By then, Leslie L. McDaniel (whose residential property was foreclosed upon) had filed a bankruptcy petition in December 2012. And in connection with that, McCalla, SMI, and Foxfire were named as defendants in the bankruptcy court. The record in the instant case contains an affidavit filed by Foxfire, wherein its agent recounted that during the pendency of the bankruptcy proceedings, SMI attempted to refund money to Foxfire, but that any such proceeds were "subject to the Bankruptcy Court.
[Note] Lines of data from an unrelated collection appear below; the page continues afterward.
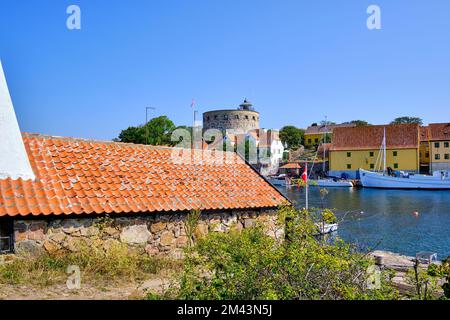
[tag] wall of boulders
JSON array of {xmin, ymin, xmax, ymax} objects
[{"xmin": 14, "ymin": 210, "xmax": 284, "ymax": 258}]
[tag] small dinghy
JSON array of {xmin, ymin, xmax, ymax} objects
[
  {"xmin": 316, "ymin": 223, "xmax": 338, "ymax": 234},
  {"xmin": 309, "ymin": 179, "xmax": 353, "ymax": 188}
]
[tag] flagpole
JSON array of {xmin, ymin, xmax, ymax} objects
[{"xmin": 305, "ymin": 162, "xmax": 309, "ymax": 211}]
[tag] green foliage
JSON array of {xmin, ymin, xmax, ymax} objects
[
  {"xmin": 348, "ymin": 120, "xmax": 371, "ymax": 127},
  {"xmin": 280, "ymin": 126, "xmax": 305, "ymax": 149},
  {"xmin": 118, "ymin": 116, "xmax": 175, "ymax": 146},
  {"xmin": 154, "ymin": 207, "xmax": 397, "ymax": 300},
  {"xmin": 391, "ymin": 117, "xmax": 423, "ymax": 125}
]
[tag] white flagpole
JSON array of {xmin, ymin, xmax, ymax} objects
[{"xmin": 305, "ymin": 162, "xmax": 309, "ymax": 211}]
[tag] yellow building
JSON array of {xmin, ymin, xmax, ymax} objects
[
  {"xmin": 420, "ymin": 123, "xmax": 450, "ymax": 173},
  {"xmin": 329, "ymin": 124, "xmax": 420, "ymax": 178},
  {"xmin": 305, "ymin": 123, "xmax": 356, "ymax": 148}
]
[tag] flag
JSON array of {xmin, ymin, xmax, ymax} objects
[{"xmin": 302, "ymin": 162, "xmax": 308, "ymax": 183}]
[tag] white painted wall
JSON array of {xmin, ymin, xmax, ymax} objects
[{"xmin": 0, "ymin": 61, "xmax": 35, "ymax": 180}]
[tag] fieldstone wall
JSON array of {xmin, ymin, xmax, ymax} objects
[{"xmin": 14, "ymin": 210, "xmax": 284, "ymax": 257}]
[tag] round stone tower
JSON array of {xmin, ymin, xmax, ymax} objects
[{"xmin": 203, "ymin": 99, "xmax": 259, "ymax": 132}]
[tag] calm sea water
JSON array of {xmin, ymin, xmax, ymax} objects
[{"xmin": 279, "ymin": 187, "xmax": 450, "ymax": 259}]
The Bankruptcy Court finally gave permission to McCalla ... and [SMI] to return the $126,000.00, almost three and one-half years [after the Foreclosure Sale]." McCalla's counsel asked Foxfire's owner during his deposition about the August 2013 tender, and Foxfire's owner recapped, "[W]e were under the [stay] with bankruptcy court and we could not accept money.... You personally knew we could not accept that money and this money was turned over to the judge of the bankruptcy court.... June 6, 2014 was the date that the money was finally made available to me."
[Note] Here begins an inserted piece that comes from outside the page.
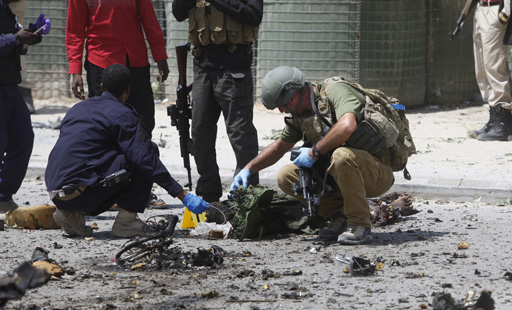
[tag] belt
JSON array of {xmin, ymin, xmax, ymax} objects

Notwithstanding, as Foxfire's owner further deposed, the amount of interest was not what McCalla had previously agreed to pay, and Foxfire was otherwise still not made whole. As he also testified during his deposition with McCalla's counsel, the prolonged and allegedly wrongful retention of the money had "stopped [Foxfire's] operations in its tracks."

On April 1, 2019, McCalla filed a motion for summary judgment as to all Foxfire's claims, and SMI joined in that motion. The trial court held a hearing on that motion, as well as on several pending discovery motions. On May 30, 2019, the trial court denied all such motions in a single order, giving rise to these appeals. In Case Nos. A20A0159 and A20A0161, McCalla and SMI, respectively, contest the denial of the summary judgment motion. And in Case No. A20A0160, Foxfire contests discovery rulings. We consider Case Nos. A20A0159 and A20A0161 together, as they present similar issues.
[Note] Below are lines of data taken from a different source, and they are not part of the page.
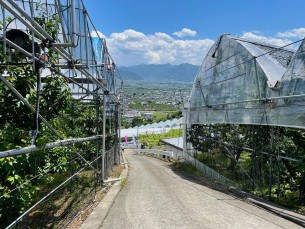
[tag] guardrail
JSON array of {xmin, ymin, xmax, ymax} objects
[{"xmin": 133, "ymin": 149, "xmax": 179, "ymax": 160}]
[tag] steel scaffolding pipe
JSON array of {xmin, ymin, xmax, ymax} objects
[
  {"xmin": 0, "ymin": 135, "xmax": 103, "ymax": 158},
  {"xmin": 0, "ymin": 74, "xmax": 99, "ymax": 173}
]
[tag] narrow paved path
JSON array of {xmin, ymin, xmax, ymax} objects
[{"xmin": 102, "ymin": 150, "xmax": 301, "ymax": 229}]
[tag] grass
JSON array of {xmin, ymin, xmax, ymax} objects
[
  {"xmin": 18, "ymin": 165, "xmax": 123, "ymax": 228},
  {"xmin": 172, "ymin": 161, "xmax": 203, "ymax": 177},
  {"xmin": 121, "ymin": 178, "xmax": 128, "ymax": 188}
]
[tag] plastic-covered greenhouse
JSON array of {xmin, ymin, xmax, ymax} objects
[
  {"xmin": 188, "ymin": 35, "xmax": 305, "ymax": 128},
  {"xmin": 183, "ymin": 34, "xmax": 305, "ymax": 213}
]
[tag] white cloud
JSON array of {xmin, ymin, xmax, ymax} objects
[
  {"xmin": 99, "ymin": 29, "xmax": 214, "ymax": 66},
  {"xmin": 241, "ymin": 32, "xmax": 291, "ymax": 47},
  {"xmin": 277, "ymin": 28, "xmax": 305, "ymax": 39},
  {"xmin": 173, "ymin": 28, "xmax": 197, "ymax": 37},
  {"xmin": 94, "ymin": 29, "xmax": 301, "ymax": 66},
  {"xmin": 110, "ymin": 29, "xmax": 145, "ymax": 41},
  {"xmin": 90, "ymin": 31, "xmax": 105, "ymax": 38}
]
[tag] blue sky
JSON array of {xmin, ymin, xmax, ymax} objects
[{"xmin": 84, "ymin": 0, "xmax": 305, "ymax": 66}]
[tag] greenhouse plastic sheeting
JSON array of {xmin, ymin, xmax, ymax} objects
[{"xmin": 187, "ymin": 35, "xmax": 305, "ymax": 128}]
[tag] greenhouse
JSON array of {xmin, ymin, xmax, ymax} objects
[
  {"xmin": 188, "ymin": 35, "xmax": 305, "ymax": 128},
  {"xmin": 183, "ymin": 34, "xmax": 305, "ymax": 213}
]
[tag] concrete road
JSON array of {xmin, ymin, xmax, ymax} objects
[{"xmin": 102, "ymin": 150, "xmax": 301, "ymax": 229}]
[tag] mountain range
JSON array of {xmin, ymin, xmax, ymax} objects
[{"xmin": 119, "ymin": 64, "xmax": 200, "ymax": 82}]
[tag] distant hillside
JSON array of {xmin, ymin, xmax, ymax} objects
[{"xmin": 119, "ymin": 64, "xmax": 199, "ymax": 82}]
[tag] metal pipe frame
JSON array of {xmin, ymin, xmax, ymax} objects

Case Nos. A20A0159 and A20A0161

1. McCalla and SMI contend that the trial court erred by denying them summary judgment as to Foxfire's fraud claim. We agree.

The five elements essential to a tort suit for damages resulting from a material misrepresentation constituting fraud are: (1) that the defendant made the representations; (2) that at the time he knew they were false; (3) that he made them intending to deceive the plaintiff; (4) that the plaintiff justifiably relied on the representations; and (5) that the plaintiff sustained the alleged loss and damage as the proximate result of their having been made.

(Citation and punctuation omitted.) Parrish v. Jackson W. Jones, P.C. , 278 Ga. App. 645, 647-648 (2), 629 S.E.2d 468 (2006). "For a fraud action to survive a motion for summary judgment, there must be...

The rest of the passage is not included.